In fine, la police a démonstré son professionnalisme. Rues et ruelles perpendiculaires à l'avenue ont été sécurisées par des barrières et par une fouille de chaque individu voulant s'y rendre. Des centaines de policiers ont quadrillé les lieux, plus nombreux peut-être que les cortèges qui se sont succédés sur le terre-plein central. Division dans les rangs des manifestants
Les leaders du Front populaire (extrême-gauche) ont ouvert leur propre manifestation dès 14h, face à la Cathédrale Saint-Vincent-de-Paul. Quelques trois cents personnes ont emboité le pas des députés du Front. Au-delà du Grand Théâtre, de l'Hôtel Africa, du ministère de l'intérieur, arrêt devant la grande horloge qui surplombe la place du 14 janvier. Sur les trottoirs, les badauds regardent les marcheurs depuis les terrasses des cafés. Banderoles pour les uns, shopping pour les autres. En une heure, l'affaire est pliée. S'ensuit un second cortège, les premiers ayant refusé de défiler avec les seconds. Cette division à ciel ouvert permet au gouvernement d'Habib Essid de prouver, d'abord, qu'on peut manifester malgré l'état d'urgence, ensuite, que les libertés démocratiques sont respectées, enfin, que la police est capable de sécuriser le centre-ville de la capitale malgré les risques terroristes. En douceur, de surcroît. Plus anecdotique, on eput croiser une palanquée de députés de Nidaa Tounes, à priori peu concernés par l'ordre du jour. Habilement, ils sont venus « soutenir la liberté d'expression »… Coup de grâce à une opposition émiettée
Le parti présidentiel portait ainsi le coup de grâce à une opposition émiettée.
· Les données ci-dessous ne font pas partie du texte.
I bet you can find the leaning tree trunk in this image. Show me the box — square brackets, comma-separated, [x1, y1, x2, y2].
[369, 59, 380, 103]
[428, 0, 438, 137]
Pendant ce temps, les militant du Front scandaient « Nidaa Tounes et Ennahdha, ennemis des martyrs ». Et des députés de Nidaa d'affirmer que le texte pouvait être amendé, modifié… Un véritable discours de la douceur. Cette journée considérée à hauts risques par le ministère de l'intérieur se solde par une victoire du président de la république. En vieux briscard, BCE a su se jouer des hommes et des faiblesses structurelles des partis d'opposition. Suite aux reproches lancés par des députés du Front populaire, reproches liés à des violences policières récentes, BCE a convié Hamma Hammami au palais de Carthage, la veille de la manifestation. Et a promis au leader de l'extrême-gauche que le maximum serait fait pour qu'il puisse, lui et les siens, manifester sereinement. Un rendez-vous illustré par une photo diffusé par la présidence : on y voit Hammami, radieux, serrant la main présidentielle. Dans les rangs du Front, certains comprenaient mal cette visite. « Nous demandons le retrait de cette loi et Hammami va mendier au président l'autorisation de manifester » pestait un vieux militant. Depuis les législatives de 2014, Nidaa et les islamistes d'Ennahdha forment une coalition en bêton armé avec 155 députés sur les 217 que comptent l'Assemblée des représentants du peuple. De quoi légiférer tranquillement durant cinq ans, durée de la mandature. Le Front populaire n'a pas mobilisé
Avec quinze députés, le Front populaire est le seul parti (ne faisant pas partie de la coalition gouvernementale) ayant un groupe à l'ARP. Atone ou aphone depuis les élections, le parti a repris des vitamines en contestant cette loi. L'échec patent de la manifestation prouve que la rue, à 48h de la rentrée scolaire, n'a pas répondu à l'invitation. A 16h, Hammami a quitté dans un rutilant 4x4 l'avenue, après avoir abreuvé de quelques phrases les nombreux journalistes présents. A 17h, les manifestants de toutes obédiences se sont évaporés. Une brise agréable tempére le beau soleil. Désormais, la loi de réconciliation économique sera examinée par le parlement. « La colère populaire » promis par certains n'a pas eut lieu. La vie démocratique s'est exprimée sans encombres. Bilan de la journée ? Béji 1- Hammami 0.